- Irish: Craobh Peile Idirmhéanach A Chorcaí
- Code: Gaelic football
- Founded: 1909; 117 years ago
- Region: Cork (GAA)
- Trophy: Seán Ó Súilleabháin Cup
- No. of teams: 12
- Title holders: Glanmire (2nd title)
- Most titles: Bantry Blues (6 titles)
- Sponsors: McCarthy Insurance Group
- Official website: Official website

= Cork Intermediate A Football Championship =

Annual Gaelic football competition

The Cork Intermediate A Football Championship (known for sponsorship reasons as McCarthy Insurance Group Cork County Intermediate A Football Championship and abbreviated to the Cork IAFC) is an annual Gaelic football competition organised by the Cork County Board of the Gaelic Athletic Association and contested by the second tier intermediate clubs in the county of Cork in Ireland. It is the fourth tier overall in the entire Cork football championship system.

The Cork Intermediate Championship was introduced in 1909 as a competition that would bridge the gap between the senior grade and the junior grade. At the time of its creation it was the second tier of Cork football.

In its current format, the Cork Intermediate Championship begins in mid summer. The 12 participating club teams are drawn into three groups of four teams and play each other in a round-robin system. The two group winners proceed to the knockout phase that culminates with the final match at Páirc Uí Chaoimh. The winner of the Cork Intermediate Championship, as well as being presented with the Seán Ó Súilleabháin Cup, gains automatic promotion to the Cork Premier Intermediate Championship for the following season.

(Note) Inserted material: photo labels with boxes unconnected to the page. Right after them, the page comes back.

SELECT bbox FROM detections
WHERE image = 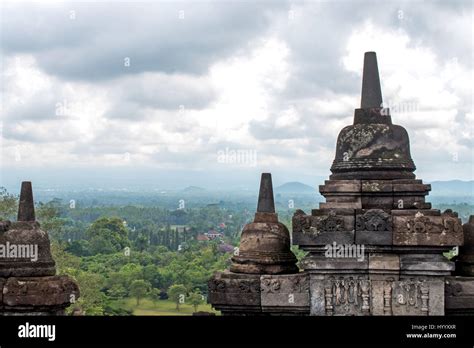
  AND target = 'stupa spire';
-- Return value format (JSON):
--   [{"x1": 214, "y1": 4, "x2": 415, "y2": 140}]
[
  {"x1": 17, "y1": 181, "x2": 36, "y2": 221},
  {"x1": 257, "y1": 173, "x2": 275, "y2": 213},
  {"x1": 360, "y1": 52, "x2": 382, "y2": 109}
]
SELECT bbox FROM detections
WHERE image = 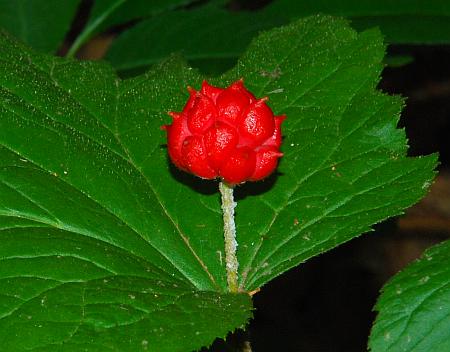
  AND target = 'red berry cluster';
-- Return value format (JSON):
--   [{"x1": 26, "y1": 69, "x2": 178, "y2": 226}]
[{"x1": 163, "y1": 80, "x2": 285, "y2": 185}]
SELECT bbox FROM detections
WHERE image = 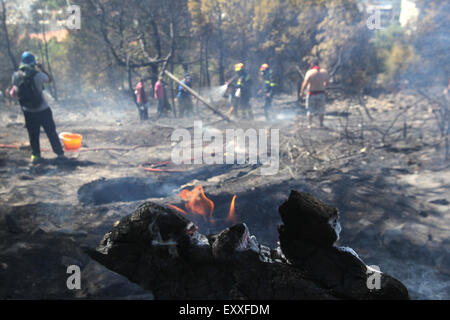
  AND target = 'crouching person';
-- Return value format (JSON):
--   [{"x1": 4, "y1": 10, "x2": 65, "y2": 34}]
[{"x1": 11, "y1": 52, "x2": 66, "y2": 164}]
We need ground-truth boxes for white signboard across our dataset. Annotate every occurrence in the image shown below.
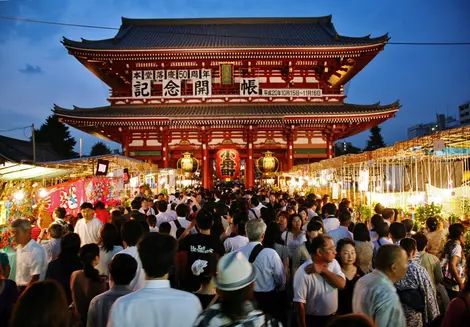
[240,78,260,97]
[262,89,322,97]
[193,79,212,98]
[132,69,212,98]
[162,79,181,98]
[357,169,369,192]
[132,79,152,98]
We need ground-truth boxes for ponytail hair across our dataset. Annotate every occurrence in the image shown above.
[80,243,101,282]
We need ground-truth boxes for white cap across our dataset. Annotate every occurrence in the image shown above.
[215,252,256,291]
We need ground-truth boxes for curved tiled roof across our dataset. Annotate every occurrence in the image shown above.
[63,16,388,50]
[53,101,400,119]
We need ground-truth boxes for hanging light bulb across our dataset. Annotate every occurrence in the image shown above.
[39,188,49,198]
[14,190,24,201]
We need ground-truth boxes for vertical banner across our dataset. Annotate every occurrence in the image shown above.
[95,159,109,176]
[240,78,259,97]
[162,79,181,98]
[215,149,240,180]
[45,177,122,215]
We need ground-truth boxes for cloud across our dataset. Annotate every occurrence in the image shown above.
[18,64,42,74]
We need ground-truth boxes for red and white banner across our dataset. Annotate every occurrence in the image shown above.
[46,177,122,215]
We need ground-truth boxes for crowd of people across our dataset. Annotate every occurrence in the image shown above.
[0,188,470,327]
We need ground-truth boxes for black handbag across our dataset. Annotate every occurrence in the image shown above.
[397,289,425,313]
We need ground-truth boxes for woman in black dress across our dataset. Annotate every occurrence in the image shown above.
[336,238,364,314]
[191,253,218,310]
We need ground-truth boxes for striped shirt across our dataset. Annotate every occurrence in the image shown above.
[194,301,282,327]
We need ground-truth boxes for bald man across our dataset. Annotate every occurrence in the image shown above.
[352,244,408,327]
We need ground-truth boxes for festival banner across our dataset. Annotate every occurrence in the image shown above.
[215,149,240,180]
[45,177,120,215]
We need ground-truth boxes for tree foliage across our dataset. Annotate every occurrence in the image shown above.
[364,126,386,151]
[34,115,77,159]
[90,141,111,157]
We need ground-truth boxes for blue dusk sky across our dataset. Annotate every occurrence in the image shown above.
[0,0,470,154]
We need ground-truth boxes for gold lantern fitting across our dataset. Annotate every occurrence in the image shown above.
[176,152,199,174]
[256,151,279,175]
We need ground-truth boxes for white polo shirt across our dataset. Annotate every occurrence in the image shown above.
[235,242,286,292]
[327,226,353,244]
[114,246,145,291]
[224,235,249,253]
[170,217,191,238]
[323,216,340,233]
[15,239,47,286]
[75,217,103,246]
[294,259,346,316]
[107,280,202,327]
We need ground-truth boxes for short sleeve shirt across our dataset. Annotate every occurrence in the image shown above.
[294,259,346,316]
[15,240,47,286]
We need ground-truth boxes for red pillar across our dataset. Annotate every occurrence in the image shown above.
[245,126,255,188]
[326,136,335,159]
[287,126,294,171]
[122,135,129,157]
[202,132,212,188]
[162,130,170,168]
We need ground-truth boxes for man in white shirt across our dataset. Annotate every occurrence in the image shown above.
[224,212,249,253]
[86,254,137,327]
[111,220,145,291]
[107,233,202,327]
[166,203,178,222]
[322,203,339,233]
[352,244,408,327]
[327,211,353,244]
[170,203,191,238]
[139,198,155,216]
[75,202,103,246]
[157,200,171,227]
[38,223,64,263]
[382,208,396,227]
[307,199,318,221]
[11,219,47,291]
[293,235,346,327]
[236,219,286,317]
[248,195,266,219]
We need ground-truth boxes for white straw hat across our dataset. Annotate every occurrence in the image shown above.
[215,252,256,291]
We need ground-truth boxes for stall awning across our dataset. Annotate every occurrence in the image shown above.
[0,161,70,181]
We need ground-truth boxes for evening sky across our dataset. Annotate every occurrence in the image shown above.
[0,0,470,153]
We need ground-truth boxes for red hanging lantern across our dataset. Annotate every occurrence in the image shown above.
[215,149,240,181]
[256,151,279,175]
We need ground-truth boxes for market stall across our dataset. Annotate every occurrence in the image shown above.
[289,126,470,224]
[0,155,158,277]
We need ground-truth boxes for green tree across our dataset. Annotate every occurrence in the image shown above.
[364,126,386,151]
[335,142,362,157]
[34,115,78,159]
[90,141,111,157]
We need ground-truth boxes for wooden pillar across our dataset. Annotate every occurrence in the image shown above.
[162,130,170,168]
[326,134,335,159]
[286,125,294,171]
[245,125,255,188]
[202,131,212,188]
[122,135,129,157]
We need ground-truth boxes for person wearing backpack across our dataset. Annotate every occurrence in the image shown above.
[235,219,286,317]
[170,203,191,238]
[442,255,470,327]
[194,254,282,327]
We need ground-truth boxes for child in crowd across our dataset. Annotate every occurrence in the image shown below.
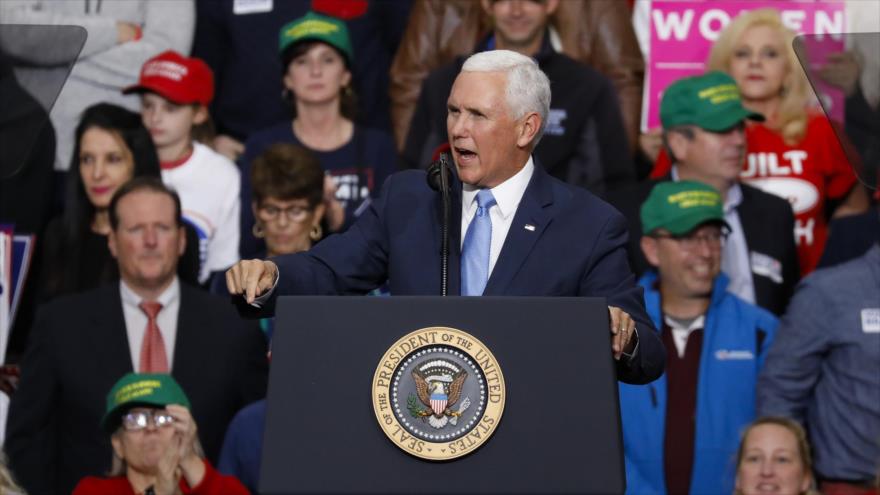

Bantry Blues is the most successful teams in the tournament's history, having won it six times. Glanmire are the title-holders, defeating Boherbue by 2–10 to 0–15 in the 2024 final.

==Format==
===Development===
On 2 April 2019, a majority of 136 club delegates voted to restructure the championship. The new format limited the number of participating clubs to 16.

=== Group stage ===
The 12 teams are divided into three groups of four. Over the course of the group stage, which features one game in April and two games in August, each team plays once against the others in the group, resulting in each team being guaranteed at least three games. Two points are awarded for a win, one for a draw and zero for a loss. The teams are ranked in the group stage table by points gained, then scoring difference and then their head-to-head record. The top two teams in each group qualify for the knock-out stage.

=== Knockout stage ===
Following the completion of the group stage, the top two teams from each group are ranked (1–6) in terms of points accumulated and scoring difference. The two top-ranking teams receive byes to separate semi-finals.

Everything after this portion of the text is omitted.